Astros Starting Season Well, Criticism on Strategies
The Astros have become one of baseball’s most progressive franchises as they try to rebuild and avoid a fourth consecutive 100-loss season.
But general manager Jeff Luhnow’s radical approach to on-field changes and business decisions has created at least pockets of internal discontent and a potential reputation problem throughout baseball.
“They are definitely the outcast of major league baseball right now, and it’s kind of frustrating for everyone else to have to watch it,” said former Astros pitcher Bud Norris, now with Baltimore. “When you talk to agents, when you talk to other players and you talk amongst the league, yeah, there’s going to be some opinions about it, and they’re not always pretty.”

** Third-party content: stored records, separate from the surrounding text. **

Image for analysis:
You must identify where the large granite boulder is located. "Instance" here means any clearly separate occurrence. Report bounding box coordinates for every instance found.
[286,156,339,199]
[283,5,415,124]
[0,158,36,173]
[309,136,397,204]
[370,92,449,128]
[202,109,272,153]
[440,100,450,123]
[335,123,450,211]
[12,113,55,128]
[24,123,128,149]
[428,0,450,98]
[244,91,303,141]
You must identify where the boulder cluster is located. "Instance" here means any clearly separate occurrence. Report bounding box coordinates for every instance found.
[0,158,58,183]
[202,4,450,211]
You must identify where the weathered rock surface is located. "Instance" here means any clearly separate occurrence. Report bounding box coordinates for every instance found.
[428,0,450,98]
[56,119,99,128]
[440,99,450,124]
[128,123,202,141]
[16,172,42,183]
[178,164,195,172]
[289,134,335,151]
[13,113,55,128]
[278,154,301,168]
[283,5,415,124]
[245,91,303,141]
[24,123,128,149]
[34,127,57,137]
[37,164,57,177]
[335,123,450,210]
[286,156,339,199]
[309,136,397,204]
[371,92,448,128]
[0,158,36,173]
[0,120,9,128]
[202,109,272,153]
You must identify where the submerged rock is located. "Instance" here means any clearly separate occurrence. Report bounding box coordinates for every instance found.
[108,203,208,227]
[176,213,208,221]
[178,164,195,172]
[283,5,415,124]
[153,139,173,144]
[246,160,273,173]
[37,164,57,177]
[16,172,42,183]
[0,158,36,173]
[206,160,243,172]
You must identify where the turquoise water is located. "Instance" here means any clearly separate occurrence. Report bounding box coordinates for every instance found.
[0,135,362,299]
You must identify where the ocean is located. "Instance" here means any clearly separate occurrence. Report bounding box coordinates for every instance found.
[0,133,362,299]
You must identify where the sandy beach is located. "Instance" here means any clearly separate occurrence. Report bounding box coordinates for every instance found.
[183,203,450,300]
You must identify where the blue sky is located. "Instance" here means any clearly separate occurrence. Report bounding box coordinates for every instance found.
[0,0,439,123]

The criticism, through interviews with more than 20 players, coaches, agents and others, comes in two parts:
On the field, the Astros shift their defenders into unusual positions to counteract hitter tendencies more than any other team, including in the minor leagues. They schedule minor league starting pitchers on altered and fluctuating rotation schedules, what they call a “modified tandem” system, a development strategy unique in baseball.
Off the field, the Astros are said to handle contract negotiations and the timing of player promotions with a dehumanizing, analytics-based approach detected by some across their operation.
The central question is how much criticism should be inherent to their process and how much should signal trouble in a game where word of mouth spreads quickly?
“Ninety-five percent of what we do is very similar to what all of baseball does,” Luhnow said. “We’re being a little bit different for very good reasons in some areas that we think are important.